Curve founder urges unified DeFi security standards after rsETH/Aave shock
Curve founder Michael Egorov says repeated “avoidable” DeFi hacks persist even after audits, arguing the root cause is centralized single points of failure. He points to the KelpDAO rsETH exploit as the latest proof.
An attacker drained about 116,500 rsETH (≈$292m at the time) by forging a cross-chain message, then routed the stolen rsETH into Aave as collateral. After the forged message cleared, the attacker used rsETH on Aave V3 to borrow large amounts of wrapped ether, triggering more than $10bn in withdrawals as users rushed to exit. Aave later froze rsETH markets on V3 and V4 to contain risk.
LayerZero said the breach was enabled because Kelp ran a single 1-of-1 DVN verifier with no backup, creating a “chokepoint” risk that can hide inside bridges, oracles, governance multisigs, and admin keys. Industry estimates put broader Kelp-related losses near $293m, with nine connected protocols halting or restricting rsETH activity; Arbitrum’s security council later seized about 30,766 ETH tied to the attacker.

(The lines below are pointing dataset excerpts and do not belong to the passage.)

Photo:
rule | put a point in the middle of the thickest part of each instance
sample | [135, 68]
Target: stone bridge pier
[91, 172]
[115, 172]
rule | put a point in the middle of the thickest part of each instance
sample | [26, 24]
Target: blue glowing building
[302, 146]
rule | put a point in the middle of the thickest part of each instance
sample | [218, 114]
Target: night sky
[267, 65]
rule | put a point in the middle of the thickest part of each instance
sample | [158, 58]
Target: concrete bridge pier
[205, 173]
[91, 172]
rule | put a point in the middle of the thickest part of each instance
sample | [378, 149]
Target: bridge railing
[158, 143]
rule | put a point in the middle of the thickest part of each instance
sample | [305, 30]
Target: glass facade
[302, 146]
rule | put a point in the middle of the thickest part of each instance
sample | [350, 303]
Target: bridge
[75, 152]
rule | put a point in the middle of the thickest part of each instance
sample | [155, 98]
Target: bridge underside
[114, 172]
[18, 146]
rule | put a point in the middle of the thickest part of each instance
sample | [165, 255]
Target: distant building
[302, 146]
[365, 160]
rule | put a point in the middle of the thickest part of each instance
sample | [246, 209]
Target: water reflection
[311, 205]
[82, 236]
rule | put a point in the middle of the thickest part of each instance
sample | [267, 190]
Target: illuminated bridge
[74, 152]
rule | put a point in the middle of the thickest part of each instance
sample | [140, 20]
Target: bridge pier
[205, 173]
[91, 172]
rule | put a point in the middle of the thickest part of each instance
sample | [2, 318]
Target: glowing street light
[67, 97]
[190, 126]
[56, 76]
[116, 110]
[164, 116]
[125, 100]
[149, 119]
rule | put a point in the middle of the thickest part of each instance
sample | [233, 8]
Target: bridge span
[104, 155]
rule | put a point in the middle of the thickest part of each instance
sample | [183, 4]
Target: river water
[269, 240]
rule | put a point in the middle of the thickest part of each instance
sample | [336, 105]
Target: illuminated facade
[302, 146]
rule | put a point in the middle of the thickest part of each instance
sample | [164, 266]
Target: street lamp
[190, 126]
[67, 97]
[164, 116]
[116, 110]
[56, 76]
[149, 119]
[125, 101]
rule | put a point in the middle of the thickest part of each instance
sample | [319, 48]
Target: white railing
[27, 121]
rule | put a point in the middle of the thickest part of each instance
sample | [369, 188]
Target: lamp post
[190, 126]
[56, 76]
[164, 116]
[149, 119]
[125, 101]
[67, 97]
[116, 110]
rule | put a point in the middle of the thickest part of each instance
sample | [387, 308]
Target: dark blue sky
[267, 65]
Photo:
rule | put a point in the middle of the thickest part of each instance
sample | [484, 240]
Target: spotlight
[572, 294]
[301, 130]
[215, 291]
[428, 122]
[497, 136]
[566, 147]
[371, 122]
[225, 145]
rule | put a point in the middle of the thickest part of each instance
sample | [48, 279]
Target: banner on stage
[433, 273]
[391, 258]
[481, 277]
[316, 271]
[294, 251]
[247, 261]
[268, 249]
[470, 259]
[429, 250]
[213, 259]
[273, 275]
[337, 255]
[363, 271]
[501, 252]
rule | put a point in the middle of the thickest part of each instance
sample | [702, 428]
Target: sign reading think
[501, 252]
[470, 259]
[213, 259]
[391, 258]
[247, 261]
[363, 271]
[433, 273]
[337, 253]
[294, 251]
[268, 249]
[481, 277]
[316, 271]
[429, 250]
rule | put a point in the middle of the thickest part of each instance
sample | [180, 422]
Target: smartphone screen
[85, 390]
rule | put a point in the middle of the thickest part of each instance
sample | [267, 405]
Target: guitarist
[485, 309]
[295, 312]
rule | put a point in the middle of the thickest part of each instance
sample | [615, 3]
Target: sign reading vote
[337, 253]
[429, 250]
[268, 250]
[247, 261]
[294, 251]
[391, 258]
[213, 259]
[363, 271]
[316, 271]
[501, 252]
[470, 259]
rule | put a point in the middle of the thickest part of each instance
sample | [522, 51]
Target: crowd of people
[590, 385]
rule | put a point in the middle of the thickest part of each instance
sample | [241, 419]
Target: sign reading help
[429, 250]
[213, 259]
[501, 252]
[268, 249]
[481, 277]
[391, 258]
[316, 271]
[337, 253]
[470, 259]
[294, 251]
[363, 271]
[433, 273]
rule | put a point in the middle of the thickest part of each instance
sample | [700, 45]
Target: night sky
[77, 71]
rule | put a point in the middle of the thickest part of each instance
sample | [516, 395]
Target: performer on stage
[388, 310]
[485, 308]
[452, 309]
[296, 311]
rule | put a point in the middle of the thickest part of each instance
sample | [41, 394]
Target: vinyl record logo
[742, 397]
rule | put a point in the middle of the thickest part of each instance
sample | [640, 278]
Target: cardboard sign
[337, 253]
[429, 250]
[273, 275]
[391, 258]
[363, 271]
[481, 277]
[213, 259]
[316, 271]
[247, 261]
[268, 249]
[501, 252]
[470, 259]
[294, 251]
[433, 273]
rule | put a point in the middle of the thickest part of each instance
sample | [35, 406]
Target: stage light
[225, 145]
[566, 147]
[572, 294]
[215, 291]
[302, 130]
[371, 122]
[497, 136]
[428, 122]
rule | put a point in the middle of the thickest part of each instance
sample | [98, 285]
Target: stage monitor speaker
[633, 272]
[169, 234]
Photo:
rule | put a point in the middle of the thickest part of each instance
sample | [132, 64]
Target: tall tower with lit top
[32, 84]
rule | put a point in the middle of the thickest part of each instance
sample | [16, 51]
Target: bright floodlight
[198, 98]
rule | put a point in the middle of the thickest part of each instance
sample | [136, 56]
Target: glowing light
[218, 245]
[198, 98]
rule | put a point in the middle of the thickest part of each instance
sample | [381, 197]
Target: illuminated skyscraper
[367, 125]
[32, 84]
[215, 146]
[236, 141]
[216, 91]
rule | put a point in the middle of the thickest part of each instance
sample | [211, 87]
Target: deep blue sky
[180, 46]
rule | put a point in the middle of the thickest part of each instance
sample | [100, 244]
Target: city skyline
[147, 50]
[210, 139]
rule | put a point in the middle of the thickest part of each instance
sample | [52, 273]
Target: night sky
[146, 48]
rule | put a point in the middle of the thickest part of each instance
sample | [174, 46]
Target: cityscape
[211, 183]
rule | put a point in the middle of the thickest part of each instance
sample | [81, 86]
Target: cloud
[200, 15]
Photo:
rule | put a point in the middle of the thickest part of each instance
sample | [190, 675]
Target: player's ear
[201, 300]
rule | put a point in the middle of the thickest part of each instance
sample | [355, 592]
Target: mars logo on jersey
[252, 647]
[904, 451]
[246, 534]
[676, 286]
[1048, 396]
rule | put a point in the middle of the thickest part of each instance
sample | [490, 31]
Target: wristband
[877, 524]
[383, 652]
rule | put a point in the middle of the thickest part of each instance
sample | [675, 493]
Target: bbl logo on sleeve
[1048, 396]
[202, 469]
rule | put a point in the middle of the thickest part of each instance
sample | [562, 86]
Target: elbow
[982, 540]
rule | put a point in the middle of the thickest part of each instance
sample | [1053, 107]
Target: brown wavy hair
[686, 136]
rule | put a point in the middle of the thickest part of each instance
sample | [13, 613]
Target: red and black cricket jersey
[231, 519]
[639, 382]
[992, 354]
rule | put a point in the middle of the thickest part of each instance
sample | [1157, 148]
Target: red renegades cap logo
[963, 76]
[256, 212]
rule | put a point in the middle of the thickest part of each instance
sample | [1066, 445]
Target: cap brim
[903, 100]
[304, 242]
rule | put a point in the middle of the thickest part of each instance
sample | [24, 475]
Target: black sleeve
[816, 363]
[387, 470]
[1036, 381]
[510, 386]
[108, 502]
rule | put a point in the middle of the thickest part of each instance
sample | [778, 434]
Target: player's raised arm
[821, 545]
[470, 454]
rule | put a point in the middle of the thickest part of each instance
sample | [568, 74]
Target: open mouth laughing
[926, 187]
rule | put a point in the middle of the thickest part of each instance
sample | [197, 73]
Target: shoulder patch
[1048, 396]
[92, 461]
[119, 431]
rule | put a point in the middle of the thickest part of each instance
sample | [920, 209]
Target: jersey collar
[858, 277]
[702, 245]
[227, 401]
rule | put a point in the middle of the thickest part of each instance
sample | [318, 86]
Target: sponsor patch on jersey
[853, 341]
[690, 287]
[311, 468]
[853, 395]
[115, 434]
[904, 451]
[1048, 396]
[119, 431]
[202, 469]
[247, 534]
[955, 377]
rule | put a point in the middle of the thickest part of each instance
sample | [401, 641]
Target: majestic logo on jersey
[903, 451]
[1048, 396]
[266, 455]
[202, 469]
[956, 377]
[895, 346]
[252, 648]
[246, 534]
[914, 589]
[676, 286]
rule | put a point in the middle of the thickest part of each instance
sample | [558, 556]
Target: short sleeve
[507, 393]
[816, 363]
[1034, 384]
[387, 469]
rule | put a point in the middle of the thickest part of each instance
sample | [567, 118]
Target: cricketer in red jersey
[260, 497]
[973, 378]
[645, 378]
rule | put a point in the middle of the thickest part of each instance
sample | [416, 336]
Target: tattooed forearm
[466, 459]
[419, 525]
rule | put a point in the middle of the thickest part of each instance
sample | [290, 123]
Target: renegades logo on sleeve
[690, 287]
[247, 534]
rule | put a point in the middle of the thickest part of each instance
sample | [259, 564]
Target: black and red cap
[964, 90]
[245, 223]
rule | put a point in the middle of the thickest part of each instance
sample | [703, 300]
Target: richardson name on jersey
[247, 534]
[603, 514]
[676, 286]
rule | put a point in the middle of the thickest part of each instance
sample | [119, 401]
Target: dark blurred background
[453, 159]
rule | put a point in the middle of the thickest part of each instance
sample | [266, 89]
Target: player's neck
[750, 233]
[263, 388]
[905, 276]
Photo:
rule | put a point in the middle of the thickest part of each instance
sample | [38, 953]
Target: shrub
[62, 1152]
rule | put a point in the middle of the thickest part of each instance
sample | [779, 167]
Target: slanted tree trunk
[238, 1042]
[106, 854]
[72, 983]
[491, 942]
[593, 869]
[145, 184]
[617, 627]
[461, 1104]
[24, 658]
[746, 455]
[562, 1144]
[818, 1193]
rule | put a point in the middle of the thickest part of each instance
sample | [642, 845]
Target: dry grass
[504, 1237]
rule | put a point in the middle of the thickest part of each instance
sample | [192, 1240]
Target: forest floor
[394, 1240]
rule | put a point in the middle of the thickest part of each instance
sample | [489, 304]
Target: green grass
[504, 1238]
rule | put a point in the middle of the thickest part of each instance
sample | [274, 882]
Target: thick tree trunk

Egorov’s proposal is to establish shared, concrete best practices under new DeFi security standards—cross-chain verifiers, rate limits, multisig policies, and kill switches—coordinated by major ecosystem bodies. He urges the Ethereum Foundation and Solana Foundation to convene a common rulebook (not formal regulation).
For traders, DeFi security standards are becoming a market risk factor: collateral de-risking and liquidity shocks from single-point failures can quickly spread across composable lending and bridging ecosystems, pressuring ETH-linked liquidity in the short term.
Bearish
This event is framed as a systemic “single-point failure” problem, and the latest details show concrete, ETH-linked liquidity stress: attacker-driven borrowing led to massive withdrawals, and Aave froze rsETH markets. Such incidents typically increase counterparty and smart-contract risk premiums and can translate into near-term selling pressure and reduced leverage around ETH-related liquidity and DeFi collateral. While Egorov’s call for unified standards may improve longer-term resilience, the immediate market reaction is likely risk-off, weighing on ETH sentiment.